Time Complexity: O(n log n) or worse
Space Complexity: O(1)
4. Optimized Dynamic Programming Approach
The key observation:
- Every ugly number can be obtained by multiplying a smaller ugly number by either 2, 3, or 5.
- To generate ugly numbers in sorted order, we can maintain three pointers (
p2,p3,p5) that track the next multiple of 2, 3, and 5 respectively.
Steps:
- Initialize an array
dp[n]wheredp[i]represents the i-th ugly number. - Start with
dp[0] = 1(since 1 is considered ugly). - Maintain:
p2,p3,p5= indices for next multiples of 2, 3, and 5.
- For each i:
- Compute
next2 = dp[p2] * 2 - Compute
next3 = dp[p3] * 3 - Compute
next5 = dp[p5] * 5 - Choose the minimum of these three.

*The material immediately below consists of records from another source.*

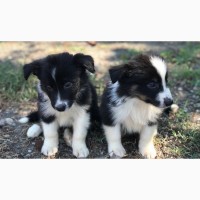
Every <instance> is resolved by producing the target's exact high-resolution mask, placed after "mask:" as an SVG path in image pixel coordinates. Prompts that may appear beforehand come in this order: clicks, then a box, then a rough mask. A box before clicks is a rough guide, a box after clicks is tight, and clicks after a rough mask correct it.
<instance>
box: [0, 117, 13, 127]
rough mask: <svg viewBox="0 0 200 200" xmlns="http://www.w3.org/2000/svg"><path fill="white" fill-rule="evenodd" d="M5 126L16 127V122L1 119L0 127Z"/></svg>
mask: <svg viewBox="0 0 200 200" xmlns="http://www.w3.org/2000/svg"><path fill="white" fill-rule="evenodd" d="M5 125H10V126H15V122H14V120H13V119H11V118H6V119H1V120H0V127H1V126H5Z"/></svg>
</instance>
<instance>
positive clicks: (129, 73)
mask: <svg viewBox="0 0 200 200" xmlns="http://www.w3.org/2000/svg"><path fill="white" fill-rule="evenodd" d="M109 74H110V78H111V80H112V82H111V83H109V84H108V86H107V87H106V88H105V91H104V94H103V96H102V103H101V109H100V111H101V116H102V121H103V128H104V132H105V136H106V139H107V143H108V153H109V154H110V155H111V156H112V155H113V154H114V155H116V156H118V157H123V156H124V155H125V154H126V151H125V149H124V147H123V146H122V143H121V135H122V132H123V133H129V134H131V133H139V138H140V139H139V146H138V147H139V152H140V153H141V154H142V155H143V156H144V157H146V158H155V157H156V150H155V148H154V144H153V138H154V136H155V135H156V134H157V120H158V118H159V116H160V114H161V113H162V112H163V110H164V109H165V108H166V107H169V106H171V105H172V103H173V99H172V95H171V92H170V90H169V88H168V86H167V76H168V73H167V66H166V63H165V61H164V60H163V59H162V58H160V57H158V56H147V55H139V56H137V57H135V59H133V60H132V61H130V62H128V63H127V64H123V65H120V66H115V67H113V68H111V69H110V70H109Z"/></svg>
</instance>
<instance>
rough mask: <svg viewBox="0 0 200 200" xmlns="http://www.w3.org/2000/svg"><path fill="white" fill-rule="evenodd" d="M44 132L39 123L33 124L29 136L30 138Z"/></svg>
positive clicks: (38, 135)
mask: <svg viewBox="0 0 200 200" xmlns="http://www.w3.org/2000/svg"><path fill="white" fill-rule="evenodd" d="M41 133H42V129H41V128H40V126H39V125H37V124H33V125H32V126H31V127H30V128H29V129H28V131H27V136H28V137H29V138H35V137H38V136H39V135H40V134H41Z"/></svg>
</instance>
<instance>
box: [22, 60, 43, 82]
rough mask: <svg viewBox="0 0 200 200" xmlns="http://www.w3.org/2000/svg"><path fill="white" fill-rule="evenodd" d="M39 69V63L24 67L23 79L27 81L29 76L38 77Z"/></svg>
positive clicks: (28, 65) (23, 70) (30, 63)
mask: <svg viewBox="0 0 200 200" xmlns="http://www.w3.org/2000/svg"><path fill="white" fill-rule="evenodd" d="M40 67H41V63H40V61H34V62H32V63H29V64H26V65H24V67H23V71H24V78H25V79H26V80H27V79H28V78H29V76H30V75H31V74H34V75H35V76H38V75H39V69H40Z"/></svg>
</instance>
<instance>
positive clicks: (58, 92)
mask: <svg viewBox="0 0 200 200" xmlns="http://www.w3.org/2000/svg"><path fill="white" fill-rule="evenodd" d="M60 104H65V105H66V106H67V107H69V105H68V102H67V101H62V100H61V98H60V94H59V92H58V96H57V101H56V104H55V107H56V106H58V105H60Z"/></svg>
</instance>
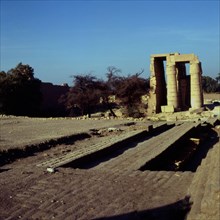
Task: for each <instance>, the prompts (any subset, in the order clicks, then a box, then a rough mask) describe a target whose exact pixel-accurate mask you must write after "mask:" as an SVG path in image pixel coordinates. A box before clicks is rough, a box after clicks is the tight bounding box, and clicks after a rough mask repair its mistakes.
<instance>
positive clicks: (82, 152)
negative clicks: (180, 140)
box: [37, 130, 145, 168]
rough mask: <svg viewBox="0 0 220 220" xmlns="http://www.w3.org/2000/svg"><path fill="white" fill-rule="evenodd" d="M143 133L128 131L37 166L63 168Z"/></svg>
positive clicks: (39, 164)
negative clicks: (128, 131)
mask: <svg viewBox="0 0 220 220" xmlns="http://www.w3.org/2000/svg"><path fill="white" fill-rule="evenodd" d="M144 132H145V131H143V130H139V131H130V132H129V133H125V134H121V135H117V136H116V137H115V136H113V137H109V138H108V140H106V141H105V142H101V143H98V144H95V145H91V146H89V147H88V148H82V149H78V150H76V151H73V152H70V153H66V154H64V155H60V156H58V157H56V158H52V159H50V160H47V161H44V162H42V163H39V164H37V166H38V167H48V168H57V167H60V166H63V165H65V164H67V163H70V162H73V161H74V160H76V159H79V158H82V157H85V156H88V155H90V154H92V153H95V152H98V151H100V150H103V149H107V148H110V147H111V146H113V145H114V144H118V143H120V142H123V141H126V140H128V139H129V138H134V137H135V136H137V135H141V134H142V133H144Z"/></svg>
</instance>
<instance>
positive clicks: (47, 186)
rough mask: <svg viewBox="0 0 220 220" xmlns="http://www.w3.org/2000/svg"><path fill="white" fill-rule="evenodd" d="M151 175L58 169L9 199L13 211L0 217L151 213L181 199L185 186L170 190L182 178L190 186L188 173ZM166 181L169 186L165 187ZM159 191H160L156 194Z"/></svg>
mask: <svg viewBox="0 0 220 220" xmlns="http://www.w3.org/2000/svg"><path fill="white" fill-rule="evenodd" d="M151 173H152V174H151V176H148V175H149V172H136V173H134V174H133V175H131V176H128V175H116V174H115V173H114V172H102V171H98V172H97V171H91V170H75V169H68V168H65V169H64V168H59V172H56V173H54V174H47V175H45V176H44V178H43V179H41V180H37V181H35V182H33V183H32V184H31V186H30V187H28V188H27V189H25V190H24V191H21V192H20V193H17V194H16V196H15V197H13V198H12V200H15V201H16V204H17V205H16V209H15V208H14V207H11V208H9V210H7V211H6V212H5V213H2V214H1V215H2V216H3V217H4V219H7V220H9V219H16V218H19V219H37V218H38V219H68V218H69V219H84V220H89V219H94V218H101V217H109V216H114V215H126V214H127V213H130V212H134V211H136V212H139V211H143V210H147V209H153V208H157V207H161V206H165V205H169V204H172V203H175V202H177V201H179V200H182V199H183V198H184V197H185V195H186V191H187V185H185V186H184V185H181V188H179V190H175V194H172V193H171V192H172V191H173V187H178V186H180V185H179V184H181V180H182V178H184V179H185V180H186V179H187V181H188V182H190V181H191V179H192V173H191V172H186V173H182V172H151ZM159 180H160V181H159ZM170 180H172V181H170ZM167 181H169V184H168V185H167V186H165V185H166V183H167ZM163 185H164V186H165V187H164V188H163ZM159 187H160V188H163V190H162V191H160V193H158V188H159ZM156 192H157V195H156V194H155V193H156ZM33 207H34V208H33Z"/></svg>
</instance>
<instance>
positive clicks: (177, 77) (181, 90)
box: [148, 53, 203, 113]
mask: <svg viewBox="0 0 220 220" xmlns="http://www.w3.org/2000/svg"><path fill="white" fill-rule="evenodd" d="M185 64H189V75H187V72H186V65H185ZM150 72H151V76H150V88H151V89H150V98H149V104H148V105H149V106H148V109H149V110H148V111H151V112H149V113H153V112H156V113H158V112H174V111H183V110H188V109H189V108H192V109H198V108H201V107H202V105H203V93H202V79H201V76H202V67H201V62H200V61H199V59H198V57H197V56H195V55H194V54H179V53H168V54H154V55H151V60H150Z"/></svg>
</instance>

- If a number is chosen, increment the corresponding pointer(s).
- Compute
5. Code Implementation (Java)
public class UglyNumberII {
public int nthUglyNumber(int n) {
int[] dp = new int[n];
dp[0] = 1;
int p2 = 0, p3 = 0, p5 = 0;
for (int i = 1; i < n; i++) {
int next2 = dp[p2] * 2;
int next3 = dp[p3] * 3;
int next5 = dp[p5] * 5;
int nextUgly = Math.min(next2, Math.min(next3, next5));
dp[i] = nextUgly;
if (nextUgly == next2) p2++;
if (nextUgly == next3) p3++;
if (nextUgly == next5) p5++;
}
return dp[n - 1];
}
public static void main(String[] args) {
UglyNumberII obj = new UglyNumberII();
int n = 10;
System.out.println("The " + n + "th ugly number is " + obj.nthUglyNumber(n));
}
}
6. Dry Run
Input: n = 10
| i | dp array so far | p2 | p3 | p5 | next2 | next3 | next5 | nextUgly |
|---|---|---|---|---|---|---|---|---|
| 0 | [1] | 0 | 0 | 0 | 2 | 3 | 5 | – |
| 1 | [1, 2] | 1 | 0 | 0 | 4 | 3 | 5 | 2 |
| 2 | [1, 2, 3] | 1 | 1 | 0 | 4 | 6 | 5 | 3 |
| 3 | [1, 2, 3, 4] | 2 | 1 | 0 | 6 | 6 | 5 | 4 |
| 4 | [1, 2, 3, 4, 5] | 2 | 1 | 1 | 6 | 6 | 10 | 5 |
| 5 | [1, 2, 3, 4, 5, 6] | 3 | 2 | 1 | 8 | 9 | 10 | 6 |
| 6 | [1, 2, 3, 4, 5, 6, 8] | 4 | 2 | 1 | 10 | 9 | 10 | 8 |
| 7 | [1, 2, 3, 4, 5, 6, 8, 9] | 4 | 3 | 1 | 10 | 12 | 10 | 9 |
| 8 | [1, 2, 3, 4, 5, 6, 8, 9, 10] | 5 | 3 | 2 | 12 | 12 | 15 | 10 |
| 9 | [1, 2, 3, 4, 5, 6, 8, 9, 10, 12] | 6 | 4 | 2 | 16 | 15 | 15 | 12 |
Result: 12
7. Time and Space Complexity
- Time Complexity:
O(n)(one iteration per number) - Space Complexity:
O(n)(for the DP array)
8. Key Insights
- The three-pointer technique avoids duplicates and ensures sorted order.
- The sequence grows in linear time with no sorting or heap operations.
- This approach is significantly faster and used in many similar problems (like “Super Ugly Number”).